Liliana Díaz Mindurry

Buenos Aires, principios de septiembre de 2017

 

Rulfo: 

la raíz de la miseria

(1917- 1986)

 

 

Más allá del cuento Luvina y su etimología (del zapoteca loobina: raíz de la miseria), Juan Rulfo dijo en una ocasión, que su literatura indagaba la raíz de la miseria, entendiendo por miseria, no solo la pobreza sino todo lo que nos causa infortunio. La raíz es la parte oculta de algo, de lo que proviene la manifiesta: vemos estas raíces narradas en los veintitrés cuentos de escritores españoles y latinoamericanos, elegidos con acierto por la editora Mayda Bustamante para homenajear los cien años del nacimiento de Juan Rulfo. Lo destacable de esta antología es que no se trata de ensayos sino de relatos donde cada autor, desde su perspectiva, incluso desde su nación, a partir de un punto de vista y de una mirada opuesta o esencialmente distinta, lee o reinventa al gran escritor de Jalisco. El caso más claro es, en esta compilación, el relato “Ya llegó su padre” del mexicano Mauricio Bares, que traza una especie de comedia folklórica en torno al ambiente rulfiano. El humor de Rulfo (con excepción de Anacleto Morones, cuento más cercano al tono de comedia) no se le parece, ya que tiene que ver con el desacato a lo solemne, o a propósito de temas que podrían producir piedad o terror. Es un humor que brota de los propios personajes, espontáneo, nacido de la ingenuidad: generalmente ácido y en otros momentos de gran ternura, posee un sentido catártico y si se relaciona con el absurdo, lo hace suavemente y sin excesos, nunca ligado con el sarcasmo, ni la exageración o las situaciones malévolas. Considero que la gran literatura es tensión paradojal y al menos sugerencia de ironía: el humor de Rulfo se asocia a situaciones trágicas, se acerca a la tragicomedia o a la comedia dramática. Así, por ejemplo, Shakespeare usaba el humor en sus tragedias en clara oposición con la pompa y formalismo del teatro clásico francés. 
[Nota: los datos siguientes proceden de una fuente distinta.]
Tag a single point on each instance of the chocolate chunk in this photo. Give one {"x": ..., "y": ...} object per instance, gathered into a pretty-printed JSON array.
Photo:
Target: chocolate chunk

Mauricio Bares aligera situaciones de la tradición mexicana y expone con gracia el folklore de Jalisco, en la época de los cuentos de El llano en llamas.

Salvo este cuento, todos los demás tratan distintas vertientes de la miseria.


MISERIA DE UNA REVOLUCIÓN FRACASADA

Más unida al drama aparece la mirada de Juan Patricio Lombera, otro escritor mexicano, autor de “La muerte de un revolucionario”. Aquí se acentúa el carácter contrarrevolucionario de Rulfo desde la visión de un desventurado revolucionario zapatista. A través de la obra de Rulfo, se insinúa que el conflicto armado ahondó las diferencias sociales y que las modificaciones a la propiedad de la tierra nunca se llevaron a cabo. Me recuerda la exacerbada crítica de una novela famosa de Carlos Fuentes que fue La muerte de Artemio Cruz. 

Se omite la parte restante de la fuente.